The Unity (© Bryan Way)
Page 2
It takes a few
discreet bends in the road until I’m finally on the main street of my little
town, West Chester Pike (PA Rt. 3), and from there it’s only a few more miles
to get to the blue route, which in turn leads to the PA turnpike, which takes
me directly into Allentown.
The volume on the stereo is turned up to the maximum, which shakes the review
mirror, creating wispy trails of light out of anything in my wake, including
the flashing lights of an ambulance as it screams past me into the night.
Travel on the
roads seems kind of light. I’m a night owl, the kind of person who sleeps from
seven in the morning until three in the afternoon, and normally traffic is this
light only at three in the morning, just before that perfect balance between people
getting home on weekends and the early morning rush getting started. It’s kind
of ominous, but perhaps it’s rendered that way by the music I’m listening to.

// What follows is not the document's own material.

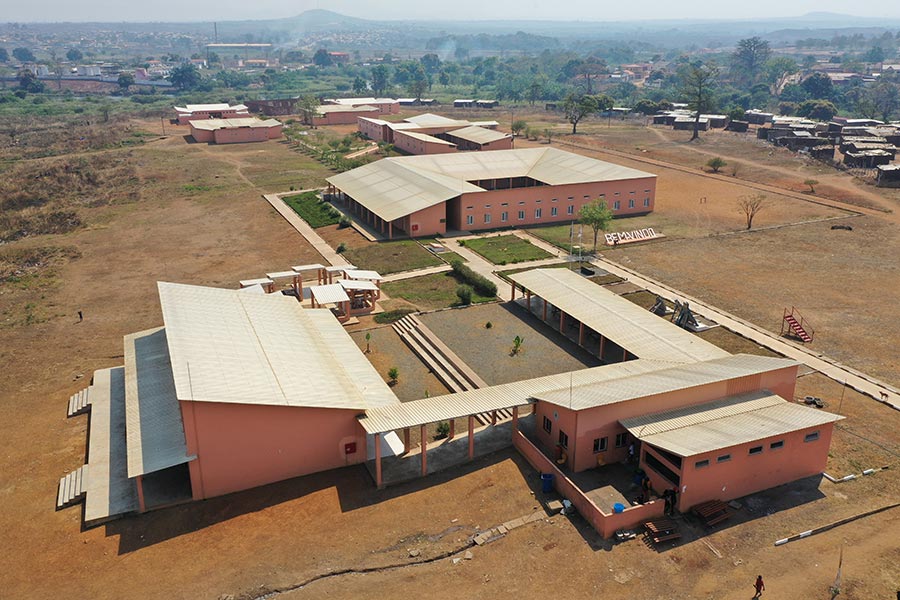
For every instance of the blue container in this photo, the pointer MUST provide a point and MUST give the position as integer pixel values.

At the appropriate time, I turn left onto the blue route (PA Rt. 476 North).
It’s actually
quite astonishing that I’ve never been in an accident, my brain is always in a
rigid state of autopilot when I’m driving; usually because I’m thinking of
something. Sometimes it’s music, sometimes it’s girls, but none of it is ever
relevant to driving, unless I have no idea where I’m going. Road trips are
usually therapeutic for me. Often times I talk out a lot of issues I’m having
with myself. There’s nothing quite like having an interesting night somewhere
and having to drive home, and I find almost everything interesting. I guess it
can be described by having to drive an hour to get home after losing one’s
virginity. Road signs, radio, stop lights; nothing matters. The mind is abuzz
of what has just happened, thinking about what the future holds, what this
event could end up meaning. Well, I just happen to think that way about
everything, and this trip is no exception.
This trip will
be reserved for thinking about Alice, this I can feel after being on the highway for less than a
minute. I can’t help but think of the little things she’s changed in me, none
of which were done forcefully, thank God. She has an infectious sort of
generosity, the sort where money ceases to be an object even when she has
limited income. That generosity is compounded by her keen awareness for gifts,
as she will pick up on the slightest mention of something hard to find or
expensive and go to great lengths to hunt it down for someone. That’s rubbed
off on me, and as a result I’ve started giving gifts to people even when I
don’t expect something in return.
She’s probably
craves contact more than anyone else I’ve known, and not simply in a sexual
sense. She needs to be hugged and kissed, and more than anything else held.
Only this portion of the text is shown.